G.Kürdistan burjuvazisinin ve politik-askeri güçlerinin yaklaşımındaki sorunun ikinci yanı ise, burjuvazinin kendi dar sınıf çıkarlarını nasıl kendi ulusunun özgürlük çıkarının üstünde tuttuğudur. Bu, burjuvazinin sınıf karakterinden kaynaklanan evrensel yaklaşımıdır. Bu konuya daha önce değinmiş olmakla birlikte konunun tekrar tekrar ele alınması gerektiğini düşünüyoruz; ancak şimdi değil.
Sonuçta bölge gericiliği ve emperyalist güçler, bu amacını gerçekleştirebilmesi için faşist devlete açık çek vermiş durumdalar.

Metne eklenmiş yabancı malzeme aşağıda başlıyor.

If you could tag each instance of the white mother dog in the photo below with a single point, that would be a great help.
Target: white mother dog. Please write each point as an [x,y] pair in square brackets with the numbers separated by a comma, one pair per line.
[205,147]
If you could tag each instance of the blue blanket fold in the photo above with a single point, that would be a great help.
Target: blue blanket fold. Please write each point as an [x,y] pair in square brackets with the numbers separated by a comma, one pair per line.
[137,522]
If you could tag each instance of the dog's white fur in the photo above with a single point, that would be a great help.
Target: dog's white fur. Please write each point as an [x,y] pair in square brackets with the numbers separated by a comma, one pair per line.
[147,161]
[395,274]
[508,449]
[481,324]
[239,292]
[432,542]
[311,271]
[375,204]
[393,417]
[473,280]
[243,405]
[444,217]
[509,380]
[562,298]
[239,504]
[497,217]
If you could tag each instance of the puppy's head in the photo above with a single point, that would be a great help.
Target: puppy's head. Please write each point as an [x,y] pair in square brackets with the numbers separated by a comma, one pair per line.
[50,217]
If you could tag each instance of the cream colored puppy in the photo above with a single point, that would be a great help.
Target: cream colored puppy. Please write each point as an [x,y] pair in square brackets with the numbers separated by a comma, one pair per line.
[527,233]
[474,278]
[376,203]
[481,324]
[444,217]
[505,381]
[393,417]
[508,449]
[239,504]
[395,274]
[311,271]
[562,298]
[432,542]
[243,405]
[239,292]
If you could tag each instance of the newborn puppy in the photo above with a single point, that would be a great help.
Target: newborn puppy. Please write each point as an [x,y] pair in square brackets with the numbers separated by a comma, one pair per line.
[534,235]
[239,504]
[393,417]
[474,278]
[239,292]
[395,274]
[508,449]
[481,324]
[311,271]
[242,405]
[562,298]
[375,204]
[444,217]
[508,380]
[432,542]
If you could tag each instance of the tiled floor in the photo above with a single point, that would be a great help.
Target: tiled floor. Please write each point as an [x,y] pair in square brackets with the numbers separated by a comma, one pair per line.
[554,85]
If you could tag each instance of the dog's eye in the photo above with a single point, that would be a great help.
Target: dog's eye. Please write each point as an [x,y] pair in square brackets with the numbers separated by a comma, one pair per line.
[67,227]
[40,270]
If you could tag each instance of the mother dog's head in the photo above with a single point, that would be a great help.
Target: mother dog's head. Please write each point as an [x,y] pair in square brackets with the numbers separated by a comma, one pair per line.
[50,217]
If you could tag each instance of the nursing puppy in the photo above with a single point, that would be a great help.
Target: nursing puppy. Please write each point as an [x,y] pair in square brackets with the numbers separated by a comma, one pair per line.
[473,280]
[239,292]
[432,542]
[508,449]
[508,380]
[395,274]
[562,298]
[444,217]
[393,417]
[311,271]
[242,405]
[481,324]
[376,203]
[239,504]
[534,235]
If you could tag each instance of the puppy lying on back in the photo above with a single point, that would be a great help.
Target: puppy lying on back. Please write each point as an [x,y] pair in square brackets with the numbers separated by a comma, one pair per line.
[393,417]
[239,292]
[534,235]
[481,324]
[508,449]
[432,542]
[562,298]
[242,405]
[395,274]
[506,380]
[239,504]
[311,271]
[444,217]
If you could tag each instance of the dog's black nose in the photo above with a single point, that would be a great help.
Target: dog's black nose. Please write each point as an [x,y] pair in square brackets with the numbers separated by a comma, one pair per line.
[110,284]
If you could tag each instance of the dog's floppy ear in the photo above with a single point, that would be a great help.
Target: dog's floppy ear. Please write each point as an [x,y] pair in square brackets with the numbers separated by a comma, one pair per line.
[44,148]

İzni ve onayı olmadan Türkiye’nin nefes almaya bile cesaret edemeyeceği ABD’den şimdiye kadar tık yok; bundan sonra olsa bile Kürt halkını aldatmak için bir iki lakırdı eder, o kadar. Almanya zaten öyle. Libya için Türkiye ile gırtlak gırtlağa gelen Fransa üç maymunları oynuyor. Irak hükümeti, topraklarını işgal eden bir devlete “sessiz kaldı” denmemesi; yani hamamın namusunu kurtarmak için “tepki” gösterdi. G.Kürdistan yönetimi de öyle.
İşgal ve ilhakı önlemek için dayanılacak tek güç, yoksul ve emekçi Kürt halkıdır. Ancak bu konu ayrıca ele alınmalıdır.